Gillchrest and Blumenthal are also working on legislation that would expand funding and training for advanced practice nurses, physicians assistants and nurse-midwives who are now allowed to provide aspiration-abortions — a procedure that uses a vacuum source to remove an embryo or fetus through the cervix — during the first trimester, under a law signed by Lamont in May of 2022. 

Alongside the increase in funding for these medical providers, Blumenthal told the News that the Reproductive Caucus is also working to better protect doctors who provide abortions from punitive actions in other states. Connecticut is a member of various medical compacts where a provider in Connecticut is also licensed to practice in other member states. Disciplinary action in one of these states may then follow a medical provider licensed in Connecticut. 

“One tactic of anti-choice groups across the country is to target providers who provide abortion care and attack their licenses through filing disciplinary complaints,” Blumenthal told the News. “Our legislation is meant to stop this and provide a protection for providers that would basically ignore a disciplinary complaint if it had to do with providing an abortion.” 

Attorney General William Tong joins suit to protect abortion bills 

Currently, the U.S. District Court for the Northern District of Texas is hearing a case brought forward by the Alliance of Hippocratic Medicine, a collection of anti-abortion groups who wish to revoke the FDA’s approval of the medication abortion drug mifepristone. 

Mifepristone is a two-dosage medical abortion pill that was first approved by the Food and Drug Administration in 2000. The FDA has consistently upheld its ruling, even though anti-abortion activists contend that the FDA ignored harmful side effects when it was approved. 

According to EveryDay Health, a misoprostol-only regimen can sometimes cause certain symptoms and side effects, including cramping, nausea, vomiting, diarrhea and chills.

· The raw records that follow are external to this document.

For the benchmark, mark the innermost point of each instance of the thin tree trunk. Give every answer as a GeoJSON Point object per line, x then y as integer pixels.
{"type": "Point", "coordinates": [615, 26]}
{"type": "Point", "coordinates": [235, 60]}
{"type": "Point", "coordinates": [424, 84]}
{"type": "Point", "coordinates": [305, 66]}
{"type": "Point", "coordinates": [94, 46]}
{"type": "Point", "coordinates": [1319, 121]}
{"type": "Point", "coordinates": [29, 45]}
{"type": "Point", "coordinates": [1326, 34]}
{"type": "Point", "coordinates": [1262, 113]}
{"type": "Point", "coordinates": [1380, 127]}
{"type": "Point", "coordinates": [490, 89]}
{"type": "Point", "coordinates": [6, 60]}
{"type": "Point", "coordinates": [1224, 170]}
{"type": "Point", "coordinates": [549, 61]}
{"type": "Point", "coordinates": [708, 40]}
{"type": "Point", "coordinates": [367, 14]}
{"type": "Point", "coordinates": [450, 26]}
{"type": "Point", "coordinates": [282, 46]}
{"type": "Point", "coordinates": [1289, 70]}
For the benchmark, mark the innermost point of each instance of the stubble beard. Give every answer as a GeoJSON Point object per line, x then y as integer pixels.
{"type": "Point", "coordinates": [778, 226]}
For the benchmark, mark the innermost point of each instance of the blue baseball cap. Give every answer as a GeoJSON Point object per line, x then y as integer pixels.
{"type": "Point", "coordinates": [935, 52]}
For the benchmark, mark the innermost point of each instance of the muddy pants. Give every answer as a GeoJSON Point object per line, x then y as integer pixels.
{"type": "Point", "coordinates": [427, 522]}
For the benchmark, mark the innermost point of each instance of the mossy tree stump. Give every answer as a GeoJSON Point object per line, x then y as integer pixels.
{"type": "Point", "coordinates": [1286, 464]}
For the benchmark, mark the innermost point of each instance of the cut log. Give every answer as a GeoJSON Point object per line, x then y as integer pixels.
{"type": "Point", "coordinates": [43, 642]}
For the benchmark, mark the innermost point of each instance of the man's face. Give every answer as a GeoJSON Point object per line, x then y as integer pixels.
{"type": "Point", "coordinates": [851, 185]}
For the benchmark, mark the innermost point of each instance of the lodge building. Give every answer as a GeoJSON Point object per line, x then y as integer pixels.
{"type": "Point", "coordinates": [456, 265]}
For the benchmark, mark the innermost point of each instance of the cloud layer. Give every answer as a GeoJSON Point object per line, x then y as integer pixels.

More than 50 percent of abortions in the United States take place through the drug. 

According to Tong, a ruling by the District Court of Texas against the FDA would drastically reduce access to safe abortion care and miscarriage management. 

“Mifepristone has been safely used for medication abortion for more than two decades. This lawsuit is one more radical effort to reject science and inject partisan politics into the doctor-patient relationship,” Tong wrote to the News. “The ban this group is seeking would impact every state—including Connecticut—and would force women who choose to end their pregnancies into unnecessary surgical procedures. This reckless challenge has zero basis in science or the law and must be rejected.” 

Dobbs v. Jackson Women’s Health Organization overruled Roe v. Wade and the federal right to an abortion in June. 

Yash Roy covered City Hall and State Politics for the News. He also served as a Production & Design editor, and Diversity, Equity & Inclusion chair for the News. Originally from Princeton, New Jersey, he is a '25 in Timothy Dwight College majoring in Global Affairs.